Psalm 8 is the Psalter’s first actual praise hymn, and unlike all of the other praise psalms, Psalm 8 addresses God and God alone; there is no invitation or call for man to praise, nor is there any “because” clause offering any reasons to praise. It is perhaps the closest example of heavenly praise that we have example of in the Psalter, yet it is offered from earth. It teaches us that we must approach the throne of God with the utmost humility (vs. 3-4), but more than this it reveals to us that man is remembered and visited by God! It demonstrates that we, as His children and babes and sucklings, may without presumption expect God to hear us and take pleasure in our praises!
It is interesting that scholars suggest that the eighth Psalm was used in the Feast of Tabernacles liturgy to celebrate and worship God as Creator, recognizing that God’s creation helps us to understand the importance of our relationship with Him on earth. Psalm 8 paints a picture that belongs to earth in this age, yet it does so with great optimism.
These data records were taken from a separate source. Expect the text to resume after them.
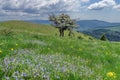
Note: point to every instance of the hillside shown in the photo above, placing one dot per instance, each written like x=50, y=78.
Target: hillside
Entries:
x=37, y=28
x=112, y=33
x=28, y=53
x=84, y=24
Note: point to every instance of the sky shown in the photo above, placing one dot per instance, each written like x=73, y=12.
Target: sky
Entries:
x=106, y=10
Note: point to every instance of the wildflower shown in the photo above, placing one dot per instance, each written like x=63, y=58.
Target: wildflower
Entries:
x=0, y=51
x=16, y=44
x=111, y=75
x=12, y=49
x=48, y=48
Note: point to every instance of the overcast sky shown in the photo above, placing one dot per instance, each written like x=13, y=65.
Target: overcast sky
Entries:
x=107, y=10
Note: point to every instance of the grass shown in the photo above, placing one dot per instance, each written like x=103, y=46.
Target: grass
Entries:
x=35, y=56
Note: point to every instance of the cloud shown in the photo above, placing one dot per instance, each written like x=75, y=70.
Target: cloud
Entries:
x=102, y=4
x=35, y=7
x=117, y=7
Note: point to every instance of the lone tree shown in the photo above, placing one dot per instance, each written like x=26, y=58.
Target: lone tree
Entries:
x=63, y=22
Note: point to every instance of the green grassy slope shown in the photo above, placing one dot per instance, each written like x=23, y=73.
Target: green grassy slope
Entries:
x=33, y=56
x=114, y=28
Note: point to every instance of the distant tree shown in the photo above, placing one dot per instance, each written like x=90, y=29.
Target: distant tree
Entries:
x=103, y=38
x=63, y=22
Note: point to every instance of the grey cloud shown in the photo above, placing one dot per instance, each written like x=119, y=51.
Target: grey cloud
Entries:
x=102, y=4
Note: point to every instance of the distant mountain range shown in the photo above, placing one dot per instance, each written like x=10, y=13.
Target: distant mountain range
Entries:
x=94, y=28
x=84, y=24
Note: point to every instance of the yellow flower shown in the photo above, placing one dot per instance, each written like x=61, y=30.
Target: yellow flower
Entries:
x=111, y=74
x=12, y=49
x=0, y=51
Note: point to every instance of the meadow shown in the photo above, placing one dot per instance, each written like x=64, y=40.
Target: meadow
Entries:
x=36, y=52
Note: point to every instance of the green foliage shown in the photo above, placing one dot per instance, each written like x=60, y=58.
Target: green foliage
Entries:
x=6, y=32
x=32, y=56
x=63, y=22
x=103, y=38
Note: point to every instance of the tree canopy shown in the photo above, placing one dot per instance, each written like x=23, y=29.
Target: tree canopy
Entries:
x=63, y=22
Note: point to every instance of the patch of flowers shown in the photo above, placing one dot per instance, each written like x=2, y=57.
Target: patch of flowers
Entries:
x=25, y=64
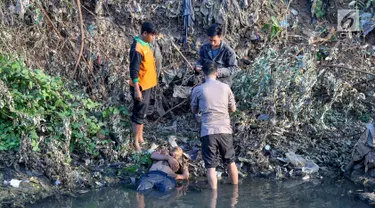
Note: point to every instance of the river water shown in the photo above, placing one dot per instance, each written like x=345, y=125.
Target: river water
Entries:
x=257, y=193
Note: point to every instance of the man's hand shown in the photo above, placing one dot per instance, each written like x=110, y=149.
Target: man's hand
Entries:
x=198, y=69
x=186, y=173
x=173, y=163
x=138, y=94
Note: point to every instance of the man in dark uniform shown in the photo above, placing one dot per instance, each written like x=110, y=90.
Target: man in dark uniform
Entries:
x=218, y=51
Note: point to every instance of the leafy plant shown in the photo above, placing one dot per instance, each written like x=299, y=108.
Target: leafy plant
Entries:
x=38, y=107
x=274, y=26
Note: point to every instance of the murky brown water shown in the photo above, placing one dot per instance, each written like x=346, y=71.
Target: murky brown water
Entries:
x=256, y=193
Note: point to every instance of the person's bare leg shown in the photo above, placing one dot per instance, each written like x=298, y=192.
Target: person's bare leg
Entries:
x=212, y=179
x=233, y=173
x=213, y=200
x=140, y=136
x=140, y=200
x=136, y=129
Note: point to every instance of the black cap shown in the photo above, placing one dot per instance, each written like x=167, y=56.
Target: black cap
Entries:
x=148, y=27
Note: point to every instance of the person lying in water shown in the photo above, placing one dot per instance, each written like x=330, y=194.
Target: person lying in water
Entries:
x=165, y=170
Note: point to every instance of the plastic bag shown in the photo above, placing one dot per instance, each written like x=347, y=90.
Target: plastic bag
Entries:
x=296, y=160
x=310, y=167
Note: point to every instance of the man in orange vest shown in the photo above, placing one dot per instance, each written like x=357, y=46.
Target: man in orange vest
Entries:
x=143, y=78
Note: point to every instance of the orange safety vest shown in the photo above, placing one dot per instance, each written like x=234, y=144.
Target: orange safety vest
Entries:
x=147, y=77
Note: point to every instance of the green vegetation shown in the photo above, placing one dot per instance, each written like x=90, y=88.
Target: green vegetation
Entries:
x=38, y=108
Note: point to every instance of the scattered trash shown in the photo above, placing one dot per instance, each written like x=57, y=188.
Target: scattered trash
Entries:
x=367, y=23
x=308, y=166
x=296, y=160
x=263, y=117
x=82, y=191
x=241, y=159
x=241, y=174
x=132, y=179
x=152, y=148
x=218, y=174
x=181, y=91
x=172, y=141
x=284, y=24
x=306, y=177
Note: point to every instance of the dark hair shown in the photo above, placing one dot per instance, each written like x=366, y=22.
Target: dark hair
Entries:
x=209, y=68
x=214, y=30
x=148, y=27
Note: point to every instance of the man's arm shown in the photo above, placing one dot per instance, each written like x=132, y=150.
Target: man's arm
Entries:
x=232, y=101
x=201, y=56
x=184, y=176
x=232, y=66
x=135, y=63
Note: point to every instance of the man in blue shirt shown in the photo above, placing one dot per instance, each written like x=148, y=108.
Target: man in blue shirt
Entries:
x=218, y=51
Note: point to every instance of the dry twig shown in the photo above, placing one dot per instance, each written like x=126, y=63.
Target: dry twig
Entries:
x=82, y=36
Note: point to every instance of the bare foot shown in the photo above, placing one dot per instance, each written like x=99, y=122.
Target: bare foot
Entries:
x=137, y=147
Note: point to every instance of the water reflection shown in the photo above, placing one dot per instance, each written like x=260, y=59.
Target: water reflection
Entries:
x=255, y=193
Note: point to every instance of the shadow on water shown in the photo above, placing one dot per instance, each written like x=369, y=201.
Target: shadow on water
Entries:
x=257, y=193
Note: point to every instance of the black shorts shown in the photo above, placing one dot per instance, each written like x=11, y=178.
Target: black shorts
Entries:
x=213, y=143
x=156, y=180
x=140, y=108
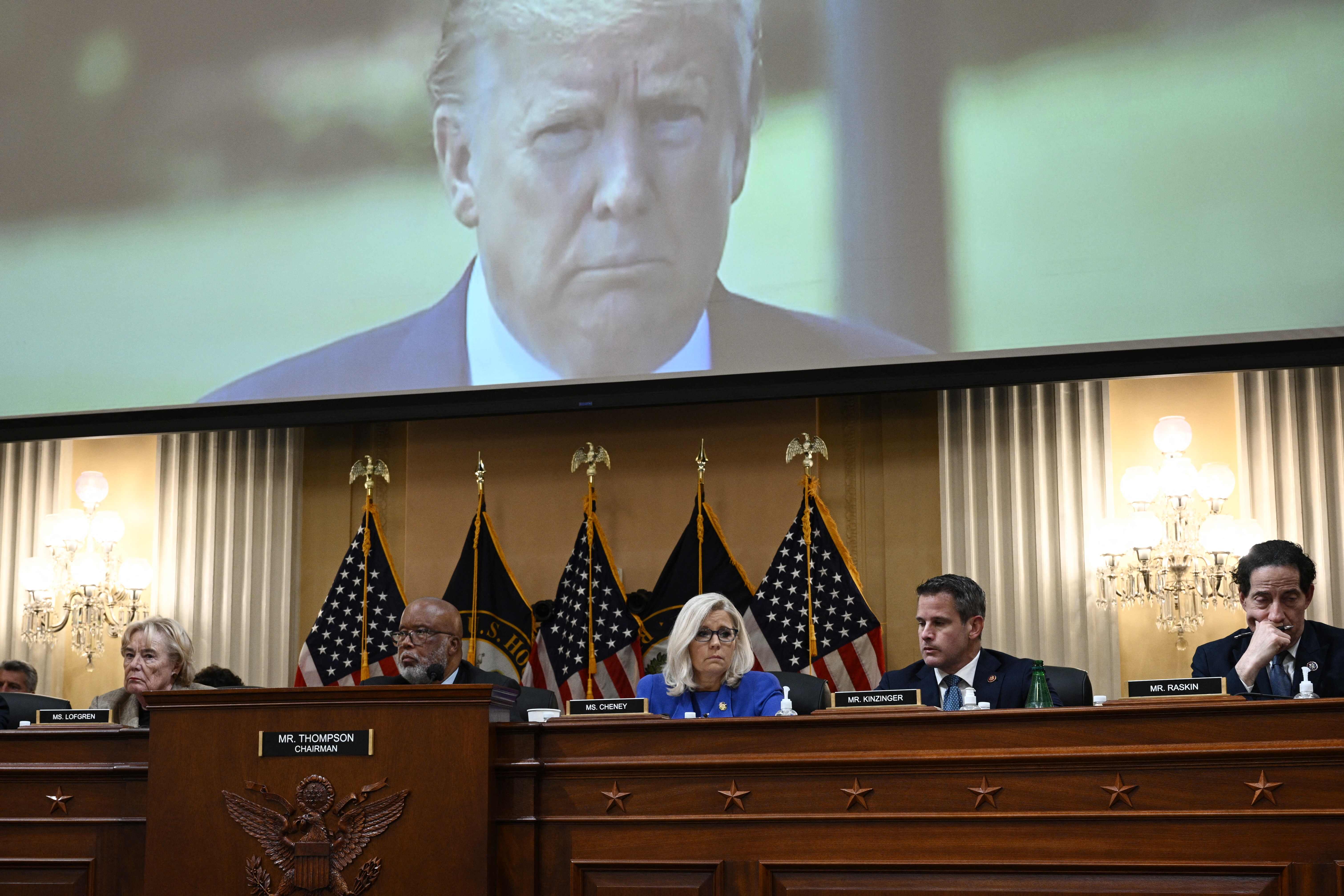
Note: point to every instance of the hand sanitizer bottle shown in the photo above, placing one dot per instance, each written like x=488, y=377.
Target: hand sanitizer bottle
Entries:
x=1307, y=691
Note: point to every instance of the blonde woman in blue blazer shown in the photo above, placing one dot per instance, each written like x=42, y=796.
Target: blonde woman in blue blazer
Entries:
x=709, y=670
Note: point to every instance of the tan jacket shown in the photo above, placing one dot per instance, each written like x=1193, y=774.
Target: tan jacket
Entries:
x=125, y=708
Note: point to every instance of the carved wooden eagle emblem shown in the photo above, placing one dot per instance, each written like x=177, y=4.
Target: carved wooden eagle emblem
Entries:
x=308, y=852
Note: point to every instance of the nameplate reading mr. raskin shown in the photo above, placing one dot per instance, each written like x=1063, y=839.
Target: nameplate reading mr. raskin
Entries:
x=1177, y=687
x=73, y=716
x=315, y=743
x=619, y=706
x=853, y=699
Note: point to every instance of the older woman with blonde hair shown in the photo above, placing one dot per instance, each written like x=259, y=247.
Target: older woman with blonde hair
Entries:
x=155, y=656
x=709, y=670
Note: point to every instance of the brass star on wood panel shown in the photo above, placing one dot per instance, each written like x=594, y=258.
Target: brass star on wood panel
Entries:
x=1120, y=792
x=60, y=803
x=734, y=796
x=615, y=797
x=984, y=792
x=1264, y=789
x=857, y=795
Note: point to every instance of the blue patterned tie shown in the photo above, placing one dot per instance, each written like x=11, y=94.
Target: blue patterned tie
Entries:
x=953, y=699
x=1279, y=680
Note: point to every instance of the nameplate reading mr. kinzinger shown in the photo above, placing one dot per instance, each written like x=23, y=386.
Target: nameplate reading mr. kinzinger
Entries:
x=315, y=743
x=855, y=699
x=1178, y=687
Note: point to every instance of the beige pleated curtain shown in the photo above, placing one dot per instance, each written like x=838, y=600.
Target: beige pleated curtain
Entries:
x=1292, y=446
x=1023, y=475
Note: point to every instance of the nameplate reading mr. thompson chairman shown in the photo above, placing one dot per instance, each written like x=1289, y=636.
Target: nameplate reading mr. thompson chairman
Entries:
x=1178, y=687
x=315, y=743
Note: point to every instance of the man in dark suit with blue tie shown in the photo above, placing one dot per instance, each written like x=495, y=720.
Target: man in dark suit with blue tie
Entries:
x=1267, y=659
x=952, y=617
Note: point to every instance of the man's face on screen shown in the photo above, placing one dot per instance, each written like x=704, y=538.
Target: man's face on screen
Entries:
x=603, y=173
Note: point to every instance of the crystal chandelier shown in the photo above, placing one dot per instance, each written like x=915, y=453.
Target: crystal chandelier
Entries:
x=1171, y=553
x=80, y=579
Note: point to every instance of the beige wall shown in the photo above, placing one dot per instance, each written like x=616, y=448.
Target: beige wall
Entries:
x=130, y=464
x=1209, y=402
x=881, y=483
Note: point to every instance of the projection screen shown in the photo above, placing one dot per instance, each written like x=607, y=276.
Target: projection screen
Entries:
x=256, y=201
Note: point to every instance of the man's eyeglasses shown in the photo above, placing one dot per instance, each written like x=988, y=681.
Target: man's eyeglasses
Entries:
x=417, y=636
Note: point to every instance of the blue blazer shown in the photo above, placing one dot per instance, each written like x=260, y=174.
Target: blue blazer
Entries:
x=757, y=695
x=1007, y=691
x=1320, y=644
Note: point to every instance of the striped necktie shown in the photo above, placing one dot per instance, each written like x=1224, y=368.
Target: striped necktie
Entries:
x=1279, y=680
x=953, y=699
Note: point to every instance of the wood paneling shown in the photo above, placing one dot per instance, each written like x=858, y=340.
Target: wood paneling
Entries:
x=97, y=844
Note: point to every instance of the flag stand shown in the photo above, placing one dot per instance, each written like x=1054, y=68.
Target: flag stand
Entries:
x=593, y=456
x=476, y=554
x=370, y=472
x=807, y=448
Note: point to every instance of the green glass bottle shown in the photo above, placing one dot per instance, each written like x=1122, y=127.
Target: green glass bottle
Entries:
x=1038, y=696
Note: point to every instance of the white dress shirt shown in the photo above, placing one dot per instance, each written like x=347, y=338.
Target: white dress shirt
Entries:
x=1288, y=659
x=967, y=676
x=496, y=358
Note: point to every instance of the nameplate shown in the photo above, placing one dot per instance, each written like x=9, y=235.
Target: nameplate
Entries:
x=73, y=716
x=853, y=699
x=618, y=706
x=1178, y=687
x=315, y=743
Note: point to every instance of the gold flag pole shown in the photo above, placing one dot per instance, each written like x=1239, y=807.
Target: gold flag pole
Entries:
x=369, y=471
x=701, y=460
x=807, y=448
x=592, y=457
x=476, y=550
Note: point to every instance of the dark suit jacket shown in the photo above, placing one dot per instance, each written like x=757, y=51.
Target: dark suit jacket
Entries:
x=1007, y=691
x=428, y=350
x=470, y=675
x=1320, y=644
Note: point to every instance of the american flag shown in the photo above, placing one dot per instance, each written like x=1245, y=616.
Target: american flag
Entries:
x=850, y=655
x=561, y=655
x=331, y=655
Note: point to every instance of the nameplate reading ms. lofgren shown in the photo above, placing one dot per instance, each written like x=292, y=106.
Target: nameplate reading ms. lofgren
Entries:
x=618, y=706
x=904, y=698
x=315, y=743
x=1177, y=687
x=73, y=716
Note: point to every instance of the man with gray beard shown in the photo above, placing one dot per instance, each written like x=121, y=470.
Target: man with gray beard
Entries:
x=429, y=651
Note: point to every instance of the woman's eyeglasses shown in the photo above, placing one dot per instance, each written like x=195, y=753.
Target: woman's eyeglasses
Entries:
x=726, y=636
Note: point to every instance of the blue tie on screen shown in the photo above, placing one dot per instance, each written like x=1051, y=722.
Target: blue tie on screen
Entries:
x=953, y=699
x=1279, y=680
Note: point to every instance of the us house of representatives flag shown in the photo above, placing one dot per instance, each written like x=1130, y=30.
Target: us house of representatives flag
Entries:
x=362, y=610
x=561, y=656
x=699, y=563
x=783, y=629
x=498, y=625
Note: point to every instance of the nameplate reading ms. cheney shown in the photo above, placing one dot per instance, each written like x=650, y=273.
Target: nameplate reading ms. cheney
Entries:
x=1178, y=687
x=904, y=698
x=315, y=743
x=73, y=716
x=619, y=706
It links creation with present experience and reflects upon promises that still hold – what God intended humanity to be, what they are in Christ and what they will be in the consummation – God will complete His specific plan for man despite his fall. Like the eight day Feast of Tabernacles, the eighth Psalm looks at the eternality of God from the standpoint of human weakness and concludes that God still holds majestic power in all the earth (vss.1 & 9).
This week take one evening to spend outside, read Psalm 8 while gazing into the heavens and meditating upon God’s handiwork. Consider the privilege that He has given to you to be a part of His universe. Realize and reflect on the idea that as vast as the universe is, God is infinitely superior and more majestic. Oh Lord our Lord, how excellent is your Name in all the earth!